张鑫将水杯放下,不紧不慢的说:“谁让你这么古板呢,只是运点感冒药罢了,又不犯法,你非得千方百计的拦着。”
路遥脸上闪过一丝了然之色,道:“张鑫你这垃圾,狗改不了吃屎。将感冒药运到国外提炼毒品……咳咳……”
张鑫理了下领带,笑道:“你别血口喷人啊,我可是国际知名企业家。这次回国,‘省招商引资局’还打电话欢迎我呢~”
路遥叹了口气,现在的自己什么都做不了,索性闭上眼睛不再说话,安静等待死亡的到来。
但张鑫却不想让眼前饱受病痛折磨、即将离世的表兄走好。
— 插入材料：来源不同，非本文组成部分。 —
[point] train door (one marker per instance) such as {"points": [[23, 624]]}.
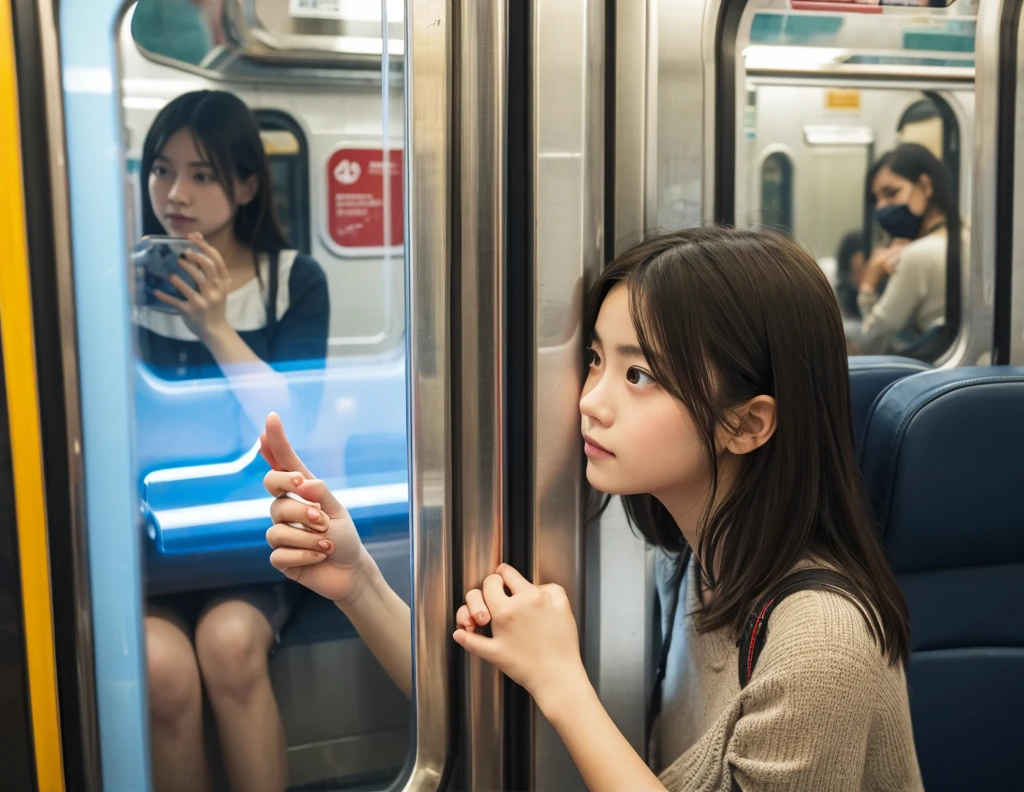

他附身靠近,悄悄说道:琇書蛧
“表哥啊~其实呢,我这次回国主要就是见你一面,告诉你一声——你的癌,是我弄出来的~”
路遥陡然挣开眼,“你说什么!”
张鑫笑眯眯的掏出个铅盒打开,里面是件古怪的三角形饰物,仅有巴掌大小,中间是只眼睛似的图案,一看就很有年代感。
“眼熟吧?这是我亲手送你的,货真价实的古董。我在里面掺了点放射性物质,长期接触就会变成你现在这副鬼样子。”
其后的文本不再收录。